Take care and happy weekend!

Anonymous said...

Wow, that's crazy about the license plates and not being allowed to drive.

And I'd probably take to carrying TP with me everywhere I went. I have a thing about public bathrooms anyways. :)

So when are you coming home?

Miss Scarlett said...

Loving your posts - so educational and interesting. Like the bit about being a Mom with the spitup on your shirt!
Sounds like an organized and laid back sort of place - the license plates and just stopping at a mall as a way to cope with the problem. The restrictions might also help with pollution. Interesting.
Cannot wait to see Sebastian on the site!!
I hope things keep moving quickly after the sentencia is signed.

Anonymous said...

the license plates reminds me of when we had the gas problems in the 70's... i am old!

it sounds like you are goingto have wonderful memories and photos of sebastians birth country to share with him.

Anonymous said...

That Cathedral sounds gorgeous.
Very odd about driving in the city only when your license plate is up.
In Guatemala you have to pay for your toilet paper and then you get 1 square and a piece of newspapaer. Strange bathroom's in other cultures.
So glad you found some good friends to spend time with while you are there.

Anonymous said...

That Cathedral sounds gorgeous.
Very odd about driving in the city only when your license plate is up.
In Guatemala you have to pay for your toilet paper and then you get 1 square and a piece of newspapaer. Strange bathroom's in other cultures.
So glad you found some good friends to spend time with while you are there.

Anonymous said...

That Cathedral sounds gorgeous.
Very odd about driving in the city only when your license plate is up.
In Guatemala you have to pay for your toilet paper and then you get 1 square and a piece of newspapaer. Strange bathroom's in other cultures.
So glad you found some good friends to spend time with while you are there.

Anonymous said...

That Cathedral sounds gorgeous.
Very odd about driving in the city only when your license plate is up.
In Guatemala you have to pay for your toilet paper and then you get 1 square and a piece of newspapaer. Strange bathroom's in other cultures.
So glad you found some good friends to spend time with while you are there.

Debbie said...

That Cathedral sounds gorgeous.
Very odd about driving in the city only when your license plate is up.
In Guatemala you have to pay for your toilet paper and then you get 1 square and a piece of newspapaer. Strange bathroom's in other cultures.
So glad you found some good friends to spend time with while you are there.

Anonymous said...

That Cathedral sounds gorgeous.
Very odd about driving in the city only when your license plate is up.
In Guatemala you have to pay for your toilet paper and then you get 1 square and a piece of newspapaer. Strange bathroom's in other cultures.
So glad you found some good friends to spend time with while you are there.

Anonymous said...

Opps! Sorry just realized it was posting.

Anonymous said...

Opps! Sorry just realized it was posting.

Denise :o) said...

Yep, the same is true for the bathrooms in Russia. I only did that once too!

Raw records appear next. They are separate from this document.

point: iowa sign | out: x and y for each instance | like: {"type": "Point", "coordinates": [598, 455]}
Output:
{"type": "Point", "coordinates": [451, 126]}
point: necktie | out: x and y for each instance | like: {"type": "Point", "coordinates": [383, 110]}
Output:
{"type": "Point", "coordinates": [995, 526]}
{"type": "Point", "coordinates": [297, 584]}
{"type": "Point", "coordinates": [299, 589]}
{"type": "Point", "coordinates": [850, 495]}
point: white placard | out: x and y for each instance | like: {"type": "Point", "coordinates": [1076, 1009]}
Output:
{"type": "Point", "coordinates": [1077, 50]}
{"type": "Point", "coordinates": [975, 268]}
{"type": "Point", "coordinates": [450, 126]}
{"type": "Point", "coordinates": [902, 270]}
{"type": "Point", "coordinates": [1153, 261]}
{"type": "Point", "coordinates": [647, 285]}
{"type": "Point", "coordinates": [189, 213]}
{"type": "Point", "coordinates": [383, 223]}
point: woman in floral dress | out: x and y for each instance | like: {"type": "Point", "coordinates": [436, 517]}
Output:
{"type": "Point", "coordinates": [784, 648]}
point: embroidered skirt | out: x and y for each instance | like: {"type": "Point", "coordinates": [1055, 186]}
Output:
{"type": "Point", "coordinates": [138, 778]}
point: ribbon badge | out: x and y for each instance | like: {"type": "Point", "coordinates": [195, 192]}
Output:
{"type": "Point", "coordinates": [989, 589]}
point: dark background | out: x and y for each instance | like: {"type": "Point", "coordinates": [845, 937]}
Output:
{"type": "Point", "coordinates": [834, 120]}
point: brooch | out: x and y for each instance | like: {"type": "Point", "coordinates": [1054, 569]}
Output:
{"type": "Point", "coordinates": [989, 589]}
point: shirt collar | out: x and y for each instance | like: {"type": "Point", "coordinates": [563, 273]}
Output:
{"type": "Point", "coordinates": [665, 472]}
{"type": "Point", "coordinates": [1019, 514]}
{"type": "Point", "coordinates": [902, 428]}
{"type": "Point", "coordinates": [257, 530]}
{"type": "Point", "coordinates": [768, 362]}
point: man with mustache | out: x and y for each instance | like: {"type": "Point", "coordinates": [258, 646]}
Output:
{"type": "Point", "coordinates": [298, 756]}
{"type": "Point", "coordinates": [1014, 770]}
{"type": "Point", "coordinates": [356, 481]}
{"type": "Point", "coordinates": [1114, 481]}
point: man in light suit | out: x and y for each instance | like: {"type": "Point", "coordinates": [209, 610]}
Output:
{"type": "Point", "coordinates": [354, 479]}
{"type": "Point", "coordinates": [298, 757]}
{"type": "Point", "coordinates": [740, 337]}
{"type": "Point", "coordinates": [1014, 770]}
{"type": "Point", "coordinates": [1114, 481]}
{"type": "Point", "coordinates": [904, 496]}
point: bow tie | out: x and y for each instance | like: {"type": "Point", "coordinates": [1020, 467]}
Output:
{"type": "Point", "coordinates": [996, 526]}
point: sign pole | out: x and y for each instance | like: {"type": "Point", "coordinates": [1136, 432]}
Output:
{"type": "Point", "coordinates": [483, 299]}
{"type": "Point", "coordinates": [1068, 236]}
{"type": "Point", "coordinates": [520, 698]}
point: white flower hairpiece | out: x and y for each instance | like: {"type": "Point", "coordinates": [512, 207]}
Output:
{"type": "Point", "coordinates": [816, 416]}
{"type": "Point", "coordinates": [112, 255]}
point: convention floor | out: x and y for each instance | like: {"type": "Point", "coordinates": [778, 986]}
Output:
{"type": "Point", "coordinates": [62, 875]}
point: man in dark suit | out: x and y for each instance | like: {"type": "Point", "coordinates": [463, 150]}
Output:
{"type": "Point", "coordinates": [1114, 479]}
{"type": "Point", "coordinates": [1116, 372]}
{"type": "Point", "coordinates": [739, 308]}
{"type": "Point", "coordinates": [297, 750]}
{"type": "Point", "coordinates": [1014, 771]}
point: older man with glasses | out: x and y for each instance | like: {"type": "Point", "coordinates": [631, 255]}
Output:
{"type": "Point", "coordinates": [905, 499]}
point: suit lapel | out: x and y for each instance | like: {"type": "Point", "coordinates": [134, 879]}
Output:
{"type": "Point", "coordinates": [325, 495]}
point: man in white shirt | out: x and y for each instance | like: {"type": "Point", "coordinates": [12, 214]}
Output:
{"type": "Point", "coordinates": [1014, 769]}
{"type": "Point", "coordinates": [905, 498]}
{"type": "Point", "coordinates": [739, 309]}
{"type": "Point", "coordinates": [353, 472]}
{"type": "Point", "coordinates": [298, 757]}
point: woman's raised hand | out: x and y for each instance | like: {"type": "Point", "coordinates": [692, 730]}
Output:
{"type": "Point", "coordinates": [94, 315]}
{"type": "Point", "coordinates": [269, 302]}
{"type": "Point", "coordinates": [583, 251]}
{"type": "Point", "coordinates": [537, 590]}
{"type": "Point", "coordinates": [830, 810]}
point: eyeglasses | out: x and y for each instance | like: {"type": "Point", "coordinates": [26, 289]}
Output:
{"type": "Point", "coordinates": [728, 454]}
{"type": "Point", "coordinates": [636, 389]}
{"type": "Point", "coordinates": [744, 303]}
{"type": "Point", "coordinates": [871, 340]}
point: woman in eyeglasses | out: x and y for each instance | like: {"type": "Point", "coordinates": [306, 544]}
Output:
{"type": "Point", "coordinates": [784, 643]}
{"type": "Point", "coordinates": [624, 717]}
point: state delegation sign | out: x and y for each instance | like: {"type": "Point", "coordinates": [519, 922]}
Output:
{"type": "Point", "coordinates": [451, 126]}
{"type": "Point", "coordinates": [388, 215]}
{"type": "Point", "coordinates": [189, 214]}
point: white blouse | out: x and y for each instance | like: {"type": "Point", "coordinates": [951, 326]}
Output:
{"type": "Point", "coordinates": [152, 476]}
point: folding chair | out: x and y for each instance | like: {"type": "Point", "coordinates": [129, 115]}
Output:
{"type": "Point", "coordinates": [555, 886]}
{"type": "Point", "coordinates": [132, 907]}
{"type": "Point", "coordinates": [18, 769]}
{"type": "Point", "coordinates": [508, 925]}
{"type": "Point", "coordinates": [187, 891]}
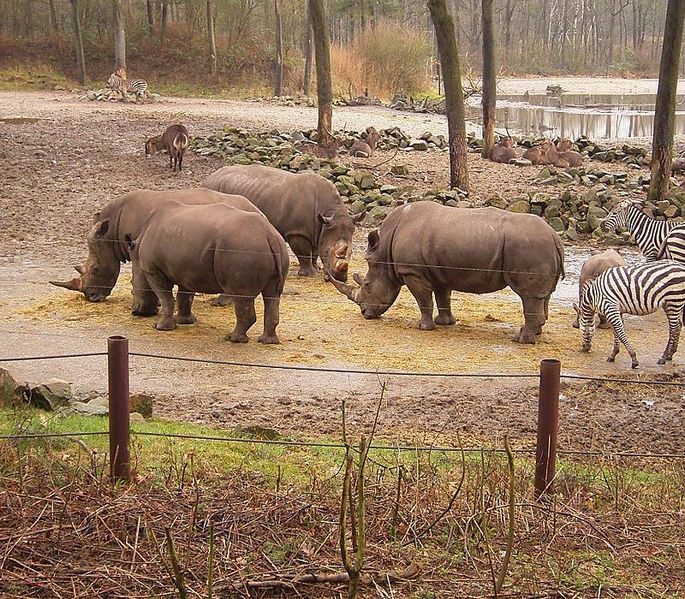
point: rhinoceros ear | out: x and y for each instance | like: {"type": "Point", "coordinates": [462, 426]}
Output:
{"type": "Point", "coordinates": [374, 240]}
{"type": "Point", "coordinates": [326, 219]}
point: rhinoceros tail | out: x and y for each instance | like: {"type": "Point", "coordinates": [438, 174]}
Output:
{"type": "Point", "coordinates": [281, 265]}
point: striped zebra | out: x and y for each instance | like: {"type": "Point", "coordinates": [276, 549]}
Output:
{"type": "Point", "coordinates": [635, 290]}
{"type": "Point", "coordinates": [124, 86]}
{"type": "Point", "coordinates": [673, 247]}
{"type": "Point", "coordinates": [649, 234]}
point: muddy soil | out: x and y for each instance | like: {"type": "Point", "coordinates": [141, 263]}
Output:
{"type": "Point", "coordinates": [58, 170]}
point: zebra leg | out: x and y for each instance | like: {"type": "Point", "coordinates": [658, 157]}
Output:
{"type": "Point", "coordinates": [675, 324]}
{"type": "Point", "coordinates": [614, 317]}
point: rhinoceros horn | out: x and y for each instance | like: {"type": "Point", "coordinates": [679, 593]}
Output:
{"type": "Point", "coordinates": [73, 285]}
{"type": "Point", "coordinates": [349, 290]}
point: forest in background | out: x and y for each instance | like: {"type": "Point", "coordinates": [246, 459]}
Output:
{"type": "Point", "coordinates": [379, 46]}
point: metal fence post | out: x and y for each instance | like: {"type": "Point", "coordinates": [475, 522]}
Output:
{"type": "Point", "coordinates": [117, 369]}
{"type": "Point", "coordinates": [548, 426]}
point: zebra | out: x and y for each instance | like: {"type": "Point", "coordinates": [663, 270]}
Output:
{"type": "Point", "coordinates": [673, 247]}
{"type": "Point", "coordinates": [124, 86]}
{"type": "Point", "coordinates": [649, 234]}
{"type": "Point", "coordinates": [635, 290]}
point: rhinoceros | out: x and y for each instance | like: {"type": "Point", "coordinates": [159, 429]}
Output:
{"type": "Point", "coordinates": [211, 248]}
{"type": "Point", "coordinates": [304, 207]}
{"type": "Point", "coordinates": [434, 249]}
{"type": "Point", "coordinates": [594, 266]}
{"type": "Point", "coordinates": [127, 214]}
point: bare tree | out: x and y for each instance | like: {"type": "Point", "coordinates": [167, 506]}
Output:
{"type": "Point", "coordinates": [279, 49]}
{"type": "Point", "coordinates": [664, 111]}
{"type": "Point", "coordinates": [324, 87]}
{"type": "Point", "coordinates": [454, 94]}
{"type": "Point", "coordinates": [119, 34]}
{"type": "Point", "coordinates": [489, 82]}
{"type": "Point", "coordinates": [78, 42]}
{"type": "Point", "coordinates": [211, 38]}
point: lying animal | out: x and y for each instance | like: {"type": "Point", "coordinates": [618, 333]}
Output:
{"type": "Point", "coordinates": [107, 247]}
{"type": "Point", "coordinates": [434, 249]}
{"type": "Point", "coordinates": [593, 267]}
{"type": "Point", "coordinates": [503, 151]}
{"type": "Point", "coordinates": [305, 208]}
{"type": "Point", "coordinates": [174, 141]}
{"type": "Point", "coordinates": [211, 248]}
{"type": "Point", "coordinates": [364, 148]}
{"type": "Point", "coordinates": [636, 290]}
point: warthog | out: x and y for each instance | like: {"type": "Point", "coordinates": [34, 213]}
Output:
{"type": "Point", "coordinates": [434, 249]}
{"type": "Point", "coordinates": [364, 148]}
{"type": "Point", "coordinates": [174, 140]}
{"type": "Point", "coordinates": [503, 151]}
{"type": "Point", "coordinates": [211, 249]}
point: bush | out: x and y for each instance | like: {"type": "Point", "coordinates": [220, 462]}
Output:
{"type": "Point", "coordinates": [382, 60]}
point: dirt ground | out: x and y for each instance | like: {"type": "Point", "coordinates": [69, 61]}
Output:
{"type": "Point", "coordinates": [62, 159]}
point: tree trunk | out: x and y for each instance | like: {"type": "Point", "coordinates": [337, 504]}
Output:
{"type": "Point", "coordinates": [78, 42]}
{"type": "Point", "coordinates": [278, 87]}
{"type": "Point", "coordinates": [664, 111]}
{"type": "Point", "coordinates": [53, 17]}
{"type": "Point", "coordinates": [211, 39]}
{"type": "Point", "coordinates": [489, 82]}
{"type": "Point", "coordinates": [119, 35]}
{"type": "Point", "coordinates": [454, 94]}
{"type": "Point", "coordinates": [324, 87]}
{"type": "Point", "coordinates": [307, 83]}
{"type": "Point", "coordinates": [150, 16]}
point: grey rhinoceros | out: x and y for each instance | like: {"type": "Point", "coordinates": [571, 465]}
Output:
{"type": "Point", "coordinates": [211, 248]}
{"type": "Point", "coordinates": [434, 249]}
{"type": "Point", "coordinates": [107, 247]}
{"type": "Point", "coordinates": [305, 208]}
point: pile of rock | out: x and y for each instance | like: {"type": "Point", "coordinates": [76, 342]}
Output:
{"type": "Point", "coordinates": [360, 188]}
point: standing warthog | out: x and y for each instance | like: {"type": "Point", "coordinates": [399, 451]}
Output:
{"type": "Point", "coordinates": [503, 151]}
{"type": "Point", "coordinates": [594, 266]}
{"type": "Point", "coordinates": [364, 148]}
{"type": "Point", "coordinates": [435, 249]}
{"type": "Point", "coordinates": [211, 249]}
{"type": "Point", "coordinates": [305, 208]}
{"type": "Point", "coordinates": [107, 247]}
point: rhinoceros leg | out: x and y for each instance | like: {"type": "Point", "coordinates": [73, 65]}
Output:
{"type": "Point", "coordinates": [442, 299]}
{"type": "Point", "coordinates": [184, 303]}
{"type": "Point", "coordinates": [271, 305]}
{"type": "Point", "coordinates": [245, 317]}
{"type": "Point", "coordinates": [423, 294]}
{"type": "Point", "coordinates": [145, 302]}
{"type": "Point", "coordinates": [305, 256]}
{"type": "Point", "coordinates": [534, 314]}
{"type": "Point", "coordinates": [162, 287]}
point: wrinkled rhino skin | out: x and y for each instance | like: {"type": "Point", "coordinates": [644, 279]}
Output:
{"type": "Point", "coordinates": [127, 214]}
{"type": "Point", "coordinates": [211, 249]}
{"type": "Point", "coordinates": [305, 208]}
{"type": "Point", "coordinates": [594, 266]}
{"type": "Point", "coordinates": [435, 249]}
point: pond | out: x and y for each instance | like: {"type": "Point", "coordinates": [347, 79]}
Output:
{"type": "Point", "coordinates": [599, 116]}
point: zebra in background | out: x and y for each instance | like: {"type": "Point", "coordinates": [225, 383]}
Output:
{"type": "Point", "coordinates": [635, 290]}
{"type": "Point", "coordinates": [123, 86]}
{"type": "Point", "coordinates": [649, 234]}
{"type": "Point", "coordinates": [673, 247]}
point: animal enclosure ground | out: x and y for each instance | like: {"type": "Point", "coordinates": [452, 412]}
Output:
{"type": "Point", "coordinates": [61, 168]}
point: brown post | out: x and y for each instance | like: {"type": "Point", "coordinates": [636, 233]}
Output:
{"type": "Point", "coordinates": [117, 369]}
{"type": "Point", "coordinates": [548, 426]}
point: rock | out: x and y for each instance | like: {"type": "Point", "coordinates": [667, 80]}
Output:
{"type": "Point", "coordinates": [8, 387]}
{"type": "Point", "coordinates": [50, 395]}
{"type": "Point", "coordinates": [521, 206]}
{"type": "Point", "coordinates": [141, 403]}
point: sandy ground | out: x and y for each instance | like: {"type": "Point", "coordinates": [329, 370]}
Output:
{"type": "Point", "coordinates": [58, 170]}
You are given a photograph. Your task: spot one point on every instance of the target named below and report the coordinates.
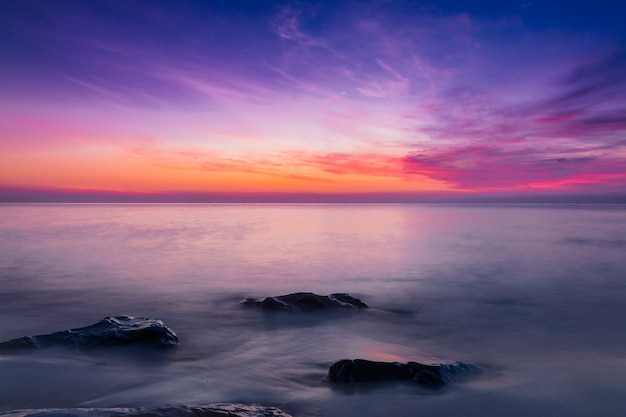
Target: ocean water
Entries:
(535, 295)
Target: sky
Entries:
(343, 100)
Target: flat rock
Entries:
(432, 376)
(211, 410)
(308, 301)
(112, 330)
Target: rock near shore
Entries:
(432, 376)
(113, 330)
(307, 301)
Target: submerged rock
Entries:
(112, 330)
(308, 301)
(211, 410)
(432, 376)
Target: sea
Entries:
(533, 294)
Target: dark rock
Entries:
(307, 301)
(211, 410)
(432, 376)
(118, 330)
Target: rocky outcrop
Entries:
(117, 330)
(308, 301)
(211, 410)
(432, 376)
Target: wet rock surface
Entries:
(431, 376)
(211, 410)
(307, 301)
(112, 330)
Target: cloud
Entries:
(483, 167)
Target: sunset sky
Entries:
(103, 99)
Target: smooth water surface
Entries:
(533, 294)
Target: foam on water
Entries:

Sounds like a beautiful city. I think maybe Los Angeles should take Bogota's lead on the driving situation. It sounds good to me! ;o)

How much longer until you come home????

Elle said...

yeah, TP is outside the stalls in Russia too. Old skool squatty pottys in the former USSR though.

Thalia said...

It's good to hear all your news, sounds like you are really making the most of your time there! How come you aren't taking sebastian with you on the trips? Is he not allowed to go with you?

MMrussianadoption said...

In GUM (the mall in red square) they have the toilet paper outside the stalls too.